National Family Caregiver Support Program
If you are caring for someone over the age of 60 or someone with Alzheimer's or other dementias, funding may be available through the National Family Caregiver Support Program administered through your local Area Agency on Aging (AAA). Contact your AAA about respite funding options. Find your local AAA by visiting Eldercare.gov or calling (800)-677-1116.
State family caregiver support or respite programs
These are not available in every state. If your state has a state-funded family caregiver support or respite program, you may have respite funding available. Click here for more information about a range of caregiving supports by state.
Lifespan Respite Care Programs
These are not available in every state, but the ones that do often provide respite vouchers, grants, or stipend programs to help families pay for respite through self-directed programs*, especially for those caregivers who do not qualify for other publicly funded programs. See if your state has a Respite Voucher Program and apply.
*Remember that self-directed programs are Medicaid-managed.
Lifespan Respite Care may also advocate for volunteer or faith-based respite services that offer free or low-cost respite care. State Lifespan Respite Care programs may also work in collaboration with a State Respite Coalition. Contact your State Lifespan Respite Care Program or State Respite Coalition for more information.
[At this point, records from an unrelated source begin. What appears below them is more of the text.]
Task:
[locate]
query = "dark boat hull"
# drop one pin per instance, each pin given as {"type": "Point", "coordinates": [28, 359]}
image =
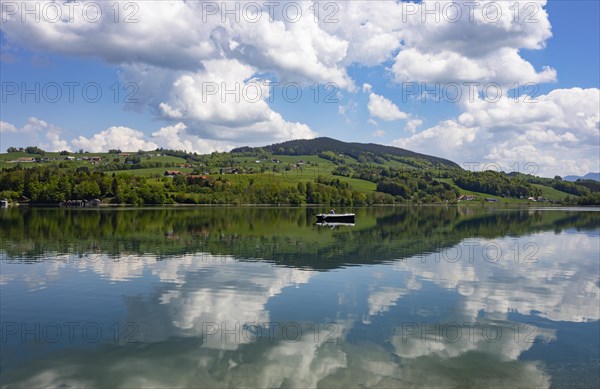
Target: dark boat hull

Private funding sources and faith-based organizations
Check out these sources to get an idea of the programs available. This is not an exhaustive list and you are likely to find more by conducting your own search:
The Hilarity for Charity (HFC) Caregiver Respite Program, in conjunction with Home Instead, delivers 3-6 months of free, professional, in-home care.
The Association for Frontotemporal Degeneration (AFTD) has the Comstock Respite Grant Program.
The National Organization for Rare Diseases (NORD) offers financial assistance for respite care (up to $500 annually) to caregivers who meet income eligibility guidelines and are caring for a child or adult with a confirmed rare disease diagnosis.
Some local or state affiliates of organizations such as Easterseals, The Arc, the National Multiple Sclerosis Society, and the ALS Association may offer respite funding assistance or services on a sliding fee scale.
Many faith-based organizations provide a range of home and community-based services, including respite, for disabled people, older adults, and their family caregivers, at no or low cost. Check with your local faith organizations, starting with your loved one's organization (if they are - or were - a member of one).
Average costs of different types of respite care according to the 2021 Aging & You Genworth survey:
Short-term, on-demand services like adult day care are the least expensive, with costs averaging $74 a day nationally.
Assisted living facilities are the next most affordable option, averaging $141 a day.
In-home care is the most expensive option, averaging $150 a day for a home health aide.